Rosetta Server (RAGFlow)

Who is this for? Engineers and maintainers working with the RAGFlow-based knowledge retrieval layer.

When should I read this? When you need to understand, configure, or debug the Rosetta Server API. For deployment, see Deployment.

RAGFlow Documentation (Tested)

Maintenance Rule

MUST update this document on new features and capabilities discovered and tested with exact specs but brief. Document what works and what does not (also briefly).

Source of Truth for This Section

Derived from code in:

refsrc/ragflow-0.24.0/api/apps/sdk/doc.py
refsrc/ragflow-0.24.0/api/apps/sdk/dify_retrieval.py
refsrc/ragflow-0.24.0/api/apps/document_app.py
refsrc/ragflow-0.24.0/common/metadata_utils.py

Metadata Condition (Public API Shape)

For public API payloads/params, metadata_condition uses:

{
  "logic": "and",
  "conditions": [
    {
      "name": "tags",
      "comparison_operator": "contains",
      "value": "bootstrap"
    }
  ]
}

Notes:

logic: and or or
conditions[*].name: metadata field name
conditions[*].comparison_operator: operator
conditions[*].value: comparison value
In common/metadata_utils.py, server converts this to internal shape:
- name -> key
- comparison_operator -> op
- is -> =
- not is -> ≠

Supported operators (from meta_filter):

contains
not contains
in
not in
start with
end with
empty
not empty
=
≠
>
<
≥
≤

Query and Filter Capabilities (Code-Derived)

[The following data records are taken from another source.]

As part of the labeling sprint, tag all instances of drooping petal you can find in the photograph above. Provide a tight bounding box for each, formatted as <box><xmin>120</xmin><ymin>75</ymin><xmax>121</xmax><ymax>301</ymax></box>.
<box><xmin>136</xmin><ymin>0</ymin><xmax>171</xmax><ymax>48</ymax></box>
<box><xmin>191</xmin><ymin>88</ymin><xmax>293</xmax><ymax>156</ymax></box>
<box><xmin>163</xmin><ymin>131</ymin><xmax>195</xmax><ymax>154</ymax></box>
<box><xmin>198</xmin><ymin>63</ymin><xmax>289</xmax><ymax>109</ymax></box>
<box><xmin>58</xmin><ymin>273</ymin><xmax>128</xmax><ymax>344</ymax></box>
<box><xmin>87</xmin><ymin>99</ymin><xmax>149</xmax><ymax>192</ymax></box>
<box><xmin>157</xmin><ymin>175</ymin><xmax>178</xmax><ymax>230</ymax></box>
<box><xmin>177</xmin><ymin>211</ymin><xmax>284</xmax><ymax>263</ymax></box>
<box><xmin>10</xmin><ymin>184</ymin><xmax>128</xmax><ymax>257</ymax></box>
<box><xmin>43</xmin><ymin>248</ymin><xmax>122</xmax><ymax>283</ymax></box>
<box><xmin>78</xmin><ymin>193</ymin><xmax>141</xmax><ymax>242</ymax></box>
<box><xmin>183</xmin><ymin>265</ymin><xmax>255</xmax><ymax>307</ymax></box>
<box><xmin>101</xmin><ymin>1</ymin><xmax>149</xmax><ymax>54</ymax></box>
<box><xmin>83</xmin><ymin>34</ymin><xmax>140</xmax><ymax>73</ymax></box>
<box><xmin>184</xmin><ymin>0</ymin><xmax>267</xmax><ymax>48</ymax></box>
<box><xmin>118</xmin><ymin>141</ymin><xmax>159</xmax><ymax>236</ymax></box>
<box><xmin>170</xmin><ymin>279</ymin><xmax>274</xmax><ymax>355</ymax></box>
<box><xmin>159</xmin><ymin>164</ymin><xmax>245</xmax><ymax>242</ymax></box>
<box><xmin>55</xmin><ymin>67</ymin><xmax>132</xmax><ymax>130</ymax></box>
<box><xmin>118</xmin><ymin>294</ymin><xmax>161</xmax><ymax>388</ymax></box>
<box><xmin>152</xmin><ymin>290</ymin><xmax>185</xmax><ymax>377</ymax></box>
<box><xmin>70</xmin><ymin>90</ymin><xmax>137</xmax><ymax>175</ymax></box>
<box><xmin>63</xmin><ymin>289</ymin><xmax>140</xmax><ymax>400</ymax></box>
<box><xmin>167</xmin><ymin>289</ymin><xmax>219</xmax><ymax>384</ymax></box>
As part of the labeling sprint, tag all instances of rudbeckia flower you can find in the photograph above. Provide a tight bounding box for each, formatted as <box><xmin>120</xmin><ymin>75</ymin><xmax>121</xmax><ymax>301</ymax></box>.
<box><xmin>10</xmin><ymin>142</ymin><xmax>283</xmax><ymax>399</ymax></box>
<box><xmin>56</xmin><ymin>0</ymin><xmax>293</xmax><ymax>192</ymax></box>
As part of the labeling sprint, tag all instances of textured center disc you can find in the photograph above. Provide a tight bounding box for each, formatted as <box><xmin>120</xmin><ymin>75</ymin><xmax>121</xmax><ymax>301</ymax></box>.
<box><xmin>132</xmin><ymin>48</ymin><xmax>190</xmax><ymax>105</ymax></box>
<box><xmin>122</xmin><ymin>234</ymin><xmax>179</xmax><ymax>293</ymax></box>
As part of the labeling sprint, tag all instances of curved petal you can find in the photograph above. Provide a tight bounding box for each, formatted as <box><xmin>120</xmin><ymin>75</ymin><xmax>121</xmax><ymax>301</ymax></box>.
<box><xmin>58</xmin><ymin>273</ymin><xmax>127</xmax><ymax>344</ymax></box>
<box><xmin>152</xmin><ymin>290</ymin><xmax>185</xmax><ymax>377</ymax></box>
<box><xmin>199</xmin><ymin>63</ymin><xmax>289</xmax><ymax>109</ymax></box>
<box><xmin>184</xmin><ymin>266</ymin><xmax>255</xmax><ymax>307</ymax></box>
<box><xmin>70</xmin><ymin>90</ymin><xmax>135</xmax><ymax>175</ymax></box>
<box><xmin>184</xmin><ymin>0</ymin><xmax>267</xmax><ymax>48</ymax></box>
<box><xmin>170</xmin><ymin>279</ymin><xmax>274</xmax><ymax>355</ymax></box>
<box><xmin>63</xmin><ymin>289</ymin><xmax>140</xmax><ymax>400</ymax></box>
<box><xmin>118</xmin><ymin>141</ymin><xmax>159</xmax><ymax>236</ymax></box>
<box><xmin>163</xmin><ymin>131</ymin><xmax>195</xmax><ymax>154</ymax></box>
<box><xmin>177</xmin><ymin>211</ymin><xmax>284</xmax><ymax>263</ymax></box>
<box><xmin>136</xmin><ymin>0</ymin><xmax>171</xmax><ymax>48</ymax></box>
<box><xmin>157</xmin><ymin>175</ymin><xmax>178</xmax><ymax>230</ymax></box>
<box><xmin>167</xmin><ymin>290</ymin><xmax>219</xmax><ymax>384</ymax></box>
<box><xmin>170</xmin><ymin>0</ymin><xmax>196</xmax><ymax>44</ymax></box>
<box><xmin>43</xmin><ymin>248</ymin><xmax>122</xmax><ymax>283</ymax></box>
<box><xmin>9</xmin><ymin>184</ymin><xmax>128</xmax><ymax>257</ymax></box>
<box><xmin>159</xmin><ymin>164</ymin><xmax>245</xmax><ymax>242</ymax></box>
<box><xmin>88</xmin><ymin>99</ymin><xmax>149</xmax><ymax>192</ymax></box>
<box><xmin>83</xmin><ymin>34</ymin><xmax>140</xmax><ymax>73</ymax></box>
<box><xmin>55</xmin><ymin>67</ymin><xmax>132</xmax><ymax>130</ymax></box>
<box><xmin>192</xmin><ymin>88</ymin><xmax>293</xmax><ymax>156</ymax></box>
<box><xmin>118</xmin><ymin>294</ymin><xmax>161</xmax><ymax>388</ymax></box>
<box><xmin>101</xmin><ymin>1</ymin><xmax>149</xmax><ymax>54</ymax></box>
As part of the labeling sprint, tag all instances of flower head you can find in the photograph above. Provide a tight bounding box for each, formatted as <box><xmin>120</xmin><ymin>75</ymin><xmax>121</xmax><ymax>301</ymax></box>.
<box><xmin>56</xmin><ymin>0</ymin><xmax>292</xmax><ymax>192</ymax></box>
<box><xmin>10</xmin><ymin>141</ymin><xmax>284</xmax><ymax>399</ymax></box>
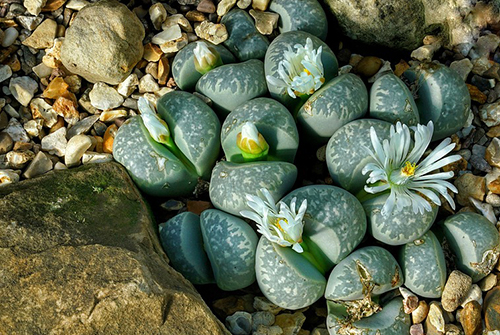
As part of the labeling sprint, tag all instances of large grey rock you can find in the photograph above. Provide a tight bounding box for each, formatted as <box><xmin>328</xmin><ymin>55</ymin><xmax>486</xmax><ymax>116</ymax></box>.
<box><xmin>61</xmin><ymin>0</ymin><xmax>145</xmax><ymax>85</ymax></box>
<box><xmin>0</xmin><ymin>162</ymin><xmax>230</xmax><ymax>335</ymax></box>
<box><xmin>323</xmin><ymin>0</ymin><xmax>482</xmax><ymax>50</ymax></box>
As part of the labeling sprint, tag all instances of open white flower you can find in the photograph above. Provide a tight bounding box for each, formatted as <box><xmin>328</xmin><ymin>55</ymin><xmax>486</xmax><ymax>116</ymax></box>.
<box><xmin>138</xmin><ymin>97</ymin><xmax>170</xmax><ymax>144</ymax></box>
<box><xmin>266</xmin><ymin>37</ymin><xmax>325</xmax><ymax>99</ymax></box>
<box><xmin>362</xmin><ymin>121</ymin><xmax>461</xmax><ymax>216</ymax></box>
<box><xmin>193</xmin><ymin>41</ymin><xmax>222</xmax><ymax>74</ymax></box>
<box><xmin>236</xmin><ymin>122</ymin><xmax>269</xmax><ymax>160</ymax></box>
<box><xmin>240</xmin><ymin>188</ymin><xmax>307</xmax><ymax>253</ymax></box>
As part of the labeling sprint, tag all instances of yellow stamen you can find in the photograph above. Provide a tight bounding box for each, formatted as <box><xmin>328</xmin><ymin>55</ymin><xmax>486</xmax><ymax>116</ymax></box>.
<box><xmin>320</xmin><ymin>77</ymin><xmax>325</xmax><ymax>83</ymax></box>
<box><xmin>304</xmin><ymin>68</ymin><xmax>311</xmax><ymax>75</ymax></box>
<box><xmin>275</xmin><ymin>218</ymin><xmax>288</xmax><ymax>232</ymax></box>
<box><xmin>401</xmin><ymin>161</ymin><xmax>417</xmax><ymax>176</ymax></box>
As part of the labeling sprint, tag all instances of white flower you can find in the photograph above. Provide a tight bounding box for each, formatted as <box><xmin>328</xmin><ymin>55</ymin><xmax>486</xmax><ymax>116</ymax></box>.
<box><xmin>138</xmin><ymin>97</ymin><xmax>170</xmax><ymax>144</ymax></box>
<box><xmin>193</xmin><ymin>42</ymin><xmax>221</xmax><ymax>74</ymax></box>
<box><xmin>362</xmin><ymin>121</ymin><xmax>461</xmax><ymax>216</ymax></box>
<box><xmin>266</xmin><ymin>37</ymin><xmax>325</xmax><ymax>99</ymax></box>
<box><xmin>236</xmin><ymin>122</ymin><xmax>269</xmax><ymax>159</ymax></box>
<box><xmin>240</xmin><ymin>188</ymin><xmax>307</xmax><ymax>253</ymax></box>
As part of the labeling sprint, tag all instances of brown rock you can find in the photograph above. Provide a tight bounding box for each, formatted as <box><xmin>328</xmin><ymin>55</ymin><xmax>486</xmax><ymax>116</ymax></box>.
<box><xmin>22</xmin><ymin>19</ymin><xmax>57</xmax><ymax>49</ymax></box>
<box><xmin>454</xmin><ymin>173</ymin><xmax>486</xmax><ymax>206</ymax></box>
<box><xmin>187</xmin><ymin>200</ymin><xmax>213</xmax><ymax>215</ymax></box>
<box><xmin>466</xmin><ymin>84</ymin><xmax>487</xmax><ymax>104</ymax></box>
<box><xmin>442</xmin><ymin>270</ymin><xmax>473</xmax><ymax>312</ymax></box>
<box><xmin>274</xmin><ymin>312</ymin><xmax>306</xmax><ymax>335</ymax></box>
<box><xmin>460</xmin><ymin>301</ymin><xmax>482</xmax><ymax>335</ymax></box>
<box><xmin>486</xmin><ymin>137</ymin><xmax>500</xmax><ymax>168</ymax></box>
<box><xmin>41</xmin><ymin>0</ymin><xmax>67</xmax><ymax>11</ymax></box>
<box><xmin>43</xmin><ymin>76</ymin><xmax>69</xmax><ymax>100</ymax></box>
<box><xmin>487</xmin><ymin>125</ymin><xmax>500</xmax><ymax>138</ymax></box>
<box><xmin>197</xmin><ymin>0</ymin><xmax>216</xmax><ymax>13</ymax></box>
<box><xmin>143</xmin><ymin>43</ymin><xmax>163</xmax><ymax>62</ymax></box>
<box><xmin>394</xmin><ymin>60</ymin><xmax>410</xmax><ymax>77</ymax></box>
<box><xmin>410</xmin><ymin>324</ymin><xmax>424</xmax><ymax>335</ymax></box>
<box><xmin>186</xmin><ymin>10</ymin><xmax>206</xmax><ymax>22</ymax></box>
<box><xmin>102</xmin><ymin>124</ymin><xmax>117</xmax><ymax>153</ymax></box>
<box><xmin>212</xmin><ymin>294</ymin><xmax>255</xmax><ymax>320</ymax></box>
<box><xmin>354</xmin><ymin>56</ymin><xmax>383</xmax><ymax>77</ymax></box>
<box><xmin>484</xmin><ymin>286</ymin><xmax>500</xmax><ymax>331</ymax></box>
<box><xmin>0</xmin><ymin>163</ymin><xmax>230</xmax><ymax>335</ymax></box>
<box><xmin>6</xmin><ymin>55</ymin><xmax>21</xmax><ymax>72</ymax></box>
<box><xmin>52</xmin><ymin>96</ymin><xmax>80</xmax><ymax>125</ymax></box>
<box><xmin>158</xmin><ymin>56</ymin><xmax>170</xmax><ymax>86</ymax></box>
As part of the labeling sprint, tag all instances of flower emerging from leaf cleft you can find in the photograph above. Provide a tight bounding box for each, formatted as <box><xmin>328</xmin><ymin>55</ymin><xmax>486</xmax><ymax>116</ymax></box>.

GET /datasets/{dataset_id}/documents (sdk/doc.py) supports:

Paging/sort: page, page_size, orderby, desc
Keyword query: keywords
Direct identity filters: id, name
Type/status/time filters:
- suffix (list)
- run (list, accepts text and numeric status values)
- create_time_from, create_time_to
metadata_condition as JSON string query parameter, parsed server-side

POST /retrieval (sdk/doc.py) supports:

dataset_ids, question
document_ids (explicit doc filter)
Retrieval controls: similarity_threshold, vector_similarity_weight, top_k, highlight
Optional behaviors: keyword, cross_languages, rerank_id, toc_enhance, use_kg
metadata_condition object (applied when document_ids not supplied)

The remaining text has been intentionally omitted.